ちょっと脚本家!呼んでこい!!

ep.7 割と彼女は住み込みです

街中を駆ける兎がいる。


「あー!また脱走したのねキンゲ!」


サカエテル王国の商業地区に暮らすジュゼットは城下町をうろついていたその兎をすばやく捕まえた。

兎の耳には金色の耳飾りがつけられている。


「もおー、信じらんない!今度は本当に首輪つけちゃうよーキンゲ!!」


「ウルル、ウルルルー」


キンゲは喉を鳴らして少し嬉しそうだ。


「ジュゼットー!ごめーん!」


片方の鼻腔にティッシュを詰めたエレナが小走りに近づいてくる。


「何よ鼻血なんか出しちゃって、あのイケメンクソマジシャンと朝まで遊ぶんじゃなかったの?」


ジュゼットはエレナを鋭く睨みつけている。


「ご、ごめんなさい。私、あの人の住むお屋敷に住み込みで働くことになったの」


「へえー、……ってえええええええ!!?」


エレナは顔を赤らめて恥ずかしくも嬉しそうに頭を掻いている。


「そうなの、私とうとう恋の炎に焼かれて。とうとうあの人の白く透き通った腕の中に-」


「いや馬鹿でしょあんた!どーしたらそーなるの!?どーしたらそーなるのか教えてよ!そしたら私もすぐに幸せになれるわ!!!」


「あの人にね、逃げないで下さい、私は絶対逃げませんからって言ったらね…じゃあ、1つ頼みがある。って」


青髪美青年魔王くんはその時エレナに対面してエレナが背中をついたその壁に手をつきエレナを脅迫するようにこう告げた。

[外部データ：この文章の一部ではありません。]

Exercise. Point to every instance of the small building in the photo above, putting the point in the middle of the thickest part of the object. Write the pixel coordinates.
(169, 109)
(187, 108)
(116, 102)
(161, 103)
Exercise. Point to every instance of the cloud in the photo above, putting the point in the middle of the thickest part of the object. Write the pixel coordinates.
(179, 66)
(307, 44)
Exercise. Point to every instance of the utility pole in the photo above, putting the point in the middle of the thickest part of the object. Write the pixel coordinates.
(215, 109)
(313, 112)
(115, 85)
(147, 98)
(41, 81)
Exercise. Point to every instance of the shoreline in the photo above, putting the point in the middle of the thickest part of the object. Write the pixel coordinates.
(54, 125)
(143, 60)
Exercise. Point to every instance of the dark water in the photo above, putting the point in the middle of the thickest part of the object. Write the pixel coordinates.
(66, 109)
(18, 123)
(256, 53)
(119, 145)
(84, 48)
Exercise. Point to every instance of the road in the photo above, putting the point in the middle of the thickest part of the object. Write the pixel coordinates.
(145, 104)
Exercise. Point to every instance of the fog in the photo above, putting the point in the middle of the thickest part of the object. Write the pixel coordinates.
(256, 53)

-俺は魔王だから、君は人間のしもべとして俺の根城に一度来てもらう。話はその後だ-って私に言ったの。


そのときあまりにもエレナと青髪美青年との顔と顔の距離が近かった故に青年の吐く息が鼻先に触れたエレナは鼻血を出す程興奮し、そのことをジュゼットに伝えるべく光の速さで走る流れ星のように魔王くんのもとから走りさっていった。-魔王くんは呆然と壁の前に立っている-


「いや待って!あんたそいつの名前とか聞いたの!?いかにもヤバそうなんだけど!」


「あ、私としたことがうっかり……。あ、あの人あそこに置いて来ちゃった!どうしよう!わたしの二万里の恋がああああ!」


エレナ・パフェヌドールは頭を抱えて膝をつき泣き出した。


ジュゼットは兎のキンゲをあやしている。


「あーんた、救いようがないわね」


すると遠くから走る靴音が聞こえてくる。


「おーい、変な女ー!」


走ってきた優雅な雰囲気のある青髪の青年。


その声を耳にした途端エレナの瞳が輝き出す。


「ああ!私の研究者様!!私のことを隅から隅まで研究して下さああああい!!!」


涙を撒き散らしながら青年に抱きつくエレナ。


「げっ、なんだこいつ!(なんで俺が研究しようとしてることを知ってんだ?)本当に人間てこんなやつしかいないのか?」


魔王くんは困り果てる。


「そのだけよ。エレナ・パフェヌドールは1日3食パフェを食べてるのにそんなナイスバデーで美人なんだから。もったいないの、もう変ななんだよほんと。」


1日3食パフェとはいくらなんでも魔王でも死ぬかもしれない。もしや、魔法が効かない理由がパフェにあるというのか。


ジュゼットが疑うように魔王くんに聞く。


「あんた、名前は?」


魔王くんの目が少し赤くたぎった。


「我の名は…。我の名は、ワレノアだ!ノアーレ・ワレノア!北の霧の海で研究者として働いている!うん、そうだ」


「我って、あんた魔王にでもなるつもり?」


魔王くんは少しばかり焦っている。


「ま、まあ彼女とは運命の出会いという訳で!まあ大切に!まあけんきゅ、じゃなかったちゃんとしたお付き合いをさせていただこう!!」


「あんた、なんか変ね、怪しい」


ジュゼットは疑いの目で覗く。


「い、いやあ、俺はなんも怪しいもんでもなんでもないですう」


魔王くんは汗をかいている。まあ演出上汗をかかざるを得ないだけなのだが。


「まあ、エレナにもしものことがあったら、あんたの家に騎士団の軍勢が蹂躙しにくると思いなさい!わかった!?」


「お、おお。りょ、了解した」


ジュゼットは抱えているキンゲに手を振らせた。


その間エレナは魔王くんに抱きついたまま離れることはなかった。